By NEMS Daily Journal
The nationwide journal, “State Legislatures,” reports on the pulse of all 50 states and their governing bodies, pulling no punches and reporting with precise nonpartisanship.
The January issue explores the financial situation of the states going on two years after the recession officially was declared over.
The article reports cautionary information, including slowly rising bond interest rates spinning off the huge budget gaps carried by some of the largest states, particularly California, Texas and New York – about $60 billion total.
The article pinpoints one of the reasons for continuing, even growing problems, as the failure of some states to enact long-term financing solutions “when the budget gaps first formed at the start of the downturn, instead relying on delay tactics like one-time revenues and accounting tricks.”

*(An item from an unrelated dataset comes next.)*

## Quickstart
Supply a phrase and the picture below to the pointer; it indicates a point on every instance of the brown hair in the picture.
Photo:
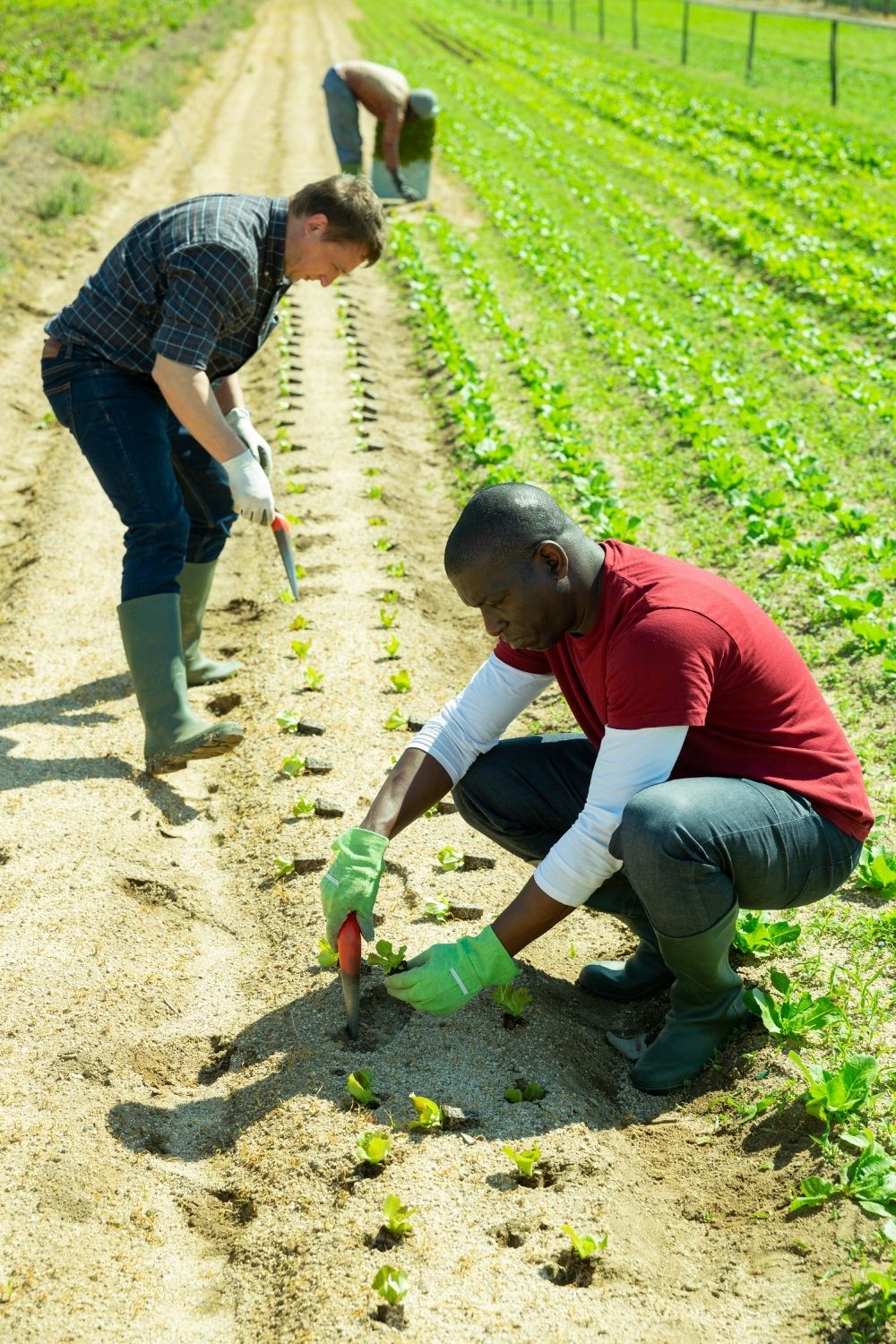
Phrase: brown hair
(352, 211)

While admitting such tactics may be a “dodge,” it doesn’t identify them as all bad because moving budget problems to better times takes some of the sting out of raising taxes and reducing spending.
The problem with the delays in solutions practiced by many states, including Mississippi, is that “hoped for better times have not materialized,” writer Christopher Thornberg’s reported.
The recovery so far is about one-third the pace of recovery after recessions in 1974 and 1982.
Mississippi business and political leaders are fully aware of that information, but bright spots offer encouragement – announcements like Southern Motion’s faster-than-expected jobs expansion in Pontotoc County, the location of a major solar-panel manufacturer in Hattiesburg, and continued workforce hiring at Toyota in Blue Springs.
The magazine reports nationwide bright spots as people with jobs work more hours, increasing their personal incomes, and with strong gains in the markets creating move revenues collected by the states in capital gains taxes.
An encouraging word also comes from the respected Kiplinger Report outlook:
“GDP will get a boost from the tax deal worked out by President Obama and the Republicans. Look for GDP growth, previously expected to match (2010’s) 2.8 percent gain, to advance to about 3.5 percent for 2011. The 2.8 percent pace, though much improved over the 2009 decline of 2.6 percent, still is subpar for a recovery. … The sluggish growth that followed a rousing 2009 fourth quarter (5 percent annualized growth) and first quarter in 2010 (3.7 percent annualized growth) has been raising fears that the economy may tumble into recession again. The White House-GOP pact slams the door on that worry.”
Cautious optimism is warranted as Mississippi makes decisions for the longer term.